Located on a small expansion shelf about midway between the Third and Fourth Circles, Musical Hell is presided over by Diva, a minor demon charged with passing judgement on the worst musicals ever committed to film. (She still hasn't figured out if this is their punishment or hers.) Take a seat on the bench and have your earplugs ready, because court is now in session.

New videos posted on the first Monday of the month. Other viewpoints, news, and general ramblings posted when they crop up.

Saturday, September 15, 2012

Review: Dirty Rotten Scoundrels at the Arvada Center

Much like jukebox musicals, the latest trend of musical adaptations of popular and semi-popular movies has for the most part failed to impress me.  There's just something half-handed about the way most of them just seem to cobble together a score, throw it up onstage and call it good--putting "a chimp in a suit" to quote one of the songs in Dirty Rotten Scoundrels, playing now through September 30th at the Arvada Center.  But if Sturgeon's Law holds that ninety percent of everything is crap, then the corollary is that the other ten percent is good--or at the very least, not crap.  Dirty Rotten Scoundrels, based on the 1988 movie staring Steve Martin and Michael Caine, is a ten-percenter.

The Arvada Center production plays the sumptuous French Riviera setting to the hilt, with an elegant, modular set designed by Brian Mallgrave and a chorus garbed in jewel-bright dresses and sharp suits by Clare Henkel.  This is the milieu of Lawrence Jameson (Dennis Parlato), a suave con artist who poses as a deposed European prince in order to woo the hearts and wallets of bored heiresses and lonely divorcees.  The ladies are so enamored with Lawrence's style that they're almost too willing to be taken for a ride--indeed, Lawrence insists he's merely giving his marks what they want, romance and intrigue and a liaison with an exotic stranger.  Into this high-class world stumbles Freddy Benson (Ben Nordstrom), a scruffy American who sticks out like a sparrow among peacocks but who has a knack for spinning sob stories about sick grandmothers and conning strangers out of some quick cash.  But when he sees Lawrence's palatial home, he decides (in the show's best number "Great Big Stuff") that he wants a bit of this swank for himself and begs Lawrence to take him on as a pupil.  Lawrence reluctantly agrees, but the two egos soon start to clash and a wager is formed: first to con 50,000 dollars out of a specific mark wins, loser leaves town.  The men select cheerful, klutzy "soap queen" Christine Colgate (a winning Laura E. Taylor) as the prize, and the game--games, rather--are afoot.

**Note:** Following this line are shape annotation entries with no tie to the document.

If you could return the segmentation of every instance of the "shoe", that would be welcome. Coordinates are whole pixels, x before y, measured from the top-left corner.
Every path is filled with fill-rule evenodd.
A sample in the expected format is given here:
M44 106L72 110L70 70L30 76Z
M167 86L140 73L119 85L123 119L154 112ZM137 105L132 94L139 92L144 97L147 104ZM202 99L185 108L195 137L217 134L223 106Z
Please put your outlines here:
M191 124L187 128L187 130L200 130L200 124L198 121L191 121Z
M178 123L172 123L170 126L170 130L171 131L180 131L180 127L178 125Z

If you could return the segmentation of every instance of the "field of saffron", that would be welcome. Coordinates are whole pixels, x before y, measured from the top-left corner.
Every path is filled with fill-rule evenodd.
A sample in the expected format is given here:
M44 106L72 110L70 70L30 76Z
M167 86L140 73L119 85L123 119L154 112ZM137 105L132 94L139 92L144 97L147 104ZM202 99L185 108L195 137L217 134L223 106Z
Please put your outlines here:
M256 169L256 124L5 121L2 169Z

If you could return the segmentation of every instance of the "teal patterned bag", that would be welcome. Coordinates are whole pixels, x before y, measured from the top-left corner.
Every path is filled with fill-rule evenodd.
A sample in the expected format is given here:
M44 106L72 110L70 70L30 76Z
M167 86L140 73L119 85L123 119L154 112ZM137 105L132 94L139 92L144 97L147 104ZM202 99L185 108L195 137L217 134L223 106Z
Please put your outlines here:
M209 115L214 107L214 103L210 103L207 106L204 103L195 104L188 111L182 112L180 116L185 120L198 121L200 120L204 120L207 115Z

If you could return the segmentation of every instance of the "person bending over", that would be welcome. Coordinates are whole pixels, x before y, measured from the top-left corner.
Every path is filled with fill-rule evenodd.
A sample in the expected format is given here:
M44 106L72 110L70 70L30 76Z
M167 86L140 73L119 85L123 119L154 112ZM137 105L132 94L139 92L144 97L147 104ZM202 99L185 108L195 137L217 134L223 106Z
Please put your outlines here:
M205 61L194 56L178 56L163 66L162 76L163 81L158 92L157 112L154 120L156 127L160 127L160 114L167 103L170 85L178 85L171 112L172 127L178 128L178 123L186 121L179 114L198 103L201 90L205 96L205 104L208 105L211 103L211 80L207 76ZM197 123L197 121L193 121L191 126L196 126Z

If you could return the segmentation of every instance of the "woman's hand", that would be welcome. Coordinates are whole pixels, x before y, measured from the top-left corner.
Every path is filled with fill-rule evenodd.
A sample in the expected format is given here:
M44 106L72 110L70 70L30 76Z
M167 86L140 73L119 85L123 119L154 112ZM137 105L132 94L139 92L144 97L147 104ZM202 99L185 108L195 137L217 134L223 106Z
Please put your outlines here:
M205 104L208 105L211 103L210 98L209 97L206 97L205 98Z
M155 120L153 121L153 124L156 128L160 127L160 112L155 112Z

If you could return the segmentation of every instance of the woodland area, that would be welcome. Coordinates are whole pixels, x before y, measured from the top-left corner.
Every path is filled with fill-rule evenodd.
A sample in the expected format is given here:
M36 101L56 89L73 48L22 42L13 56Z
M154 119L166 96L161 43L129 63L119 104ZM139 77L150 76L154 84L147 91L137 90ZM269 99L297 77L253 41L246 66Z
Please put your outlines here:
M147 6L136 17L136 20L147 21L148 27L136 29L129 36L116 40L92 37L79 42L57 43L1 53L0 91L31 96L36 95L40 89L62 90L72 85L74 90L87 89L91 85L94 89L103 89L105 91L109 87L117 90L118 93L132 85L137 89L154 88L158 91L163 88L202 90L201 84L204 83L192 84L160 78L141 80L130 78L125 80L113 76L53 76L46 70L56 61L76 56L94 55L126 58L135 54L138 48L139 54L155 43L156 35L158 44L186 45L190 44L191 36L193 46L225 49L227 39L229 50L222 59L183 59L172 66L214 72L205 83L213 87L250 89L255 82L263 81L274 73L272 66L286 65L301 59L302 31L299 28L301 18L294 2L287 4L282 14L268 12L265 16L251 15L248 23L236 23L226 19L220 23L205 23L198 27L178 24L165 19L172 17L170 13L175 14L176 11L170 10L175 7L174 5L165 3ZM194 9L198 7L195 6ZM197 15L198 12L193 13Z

The musicalization of Dirty Rotten Scoundrels was almost certainly inspired by the success of The Producers, as it also features an odd-couple pair of leading men, a swindle-heavy plot, and a farcical style that doesn't so much break the fourth wall as tear it down with a wrecking ball.  Yet the show retains enough merits on its own to stand as more than a mere copycat.  David Yazbek's jazzy score, while simply serviceable in places, contains enough gems to make it worthwhile: highlights in addition to "Great Big Stuff" include Christine's lively introduction "Here I Am" and Lawrence's pensive "Love Sneaks In."  (Sadly, sound remains one of the Arvada Center's weak points, leading to a muffled opening number and an orchestra that tends to overpower the singers.)  The humor is just low enough brow to be enjoyably crass without being disgusting, and both the swindlers and the swindled are endearing enough to be likable and flawed enough to deserve what they get.  Parlato and Nordstrom carry the show well with their sophisticate-versus-slob sparring and great comedy bits such as the scene where Lawrence uses Freddy's poise as a veteran paralyzed from the waist down to exact some petty vengeance.  But the second act is very nearly swindled away from them by Gary Lynch and Susie Roelofsz, filling beta-couple duties as Lawrence's corrupt police accomplice and former mark respectively.

In the end, Dirty Rotten Scoundrels, like its central characters, is just giving people what they want: an entertaining time at the theater, with nothing revelatory or thought-provoking about it.  But there's something to be said for a show that's just good plain fun, and the Arvada Center production gives enough back to keep the audience from feeling conned.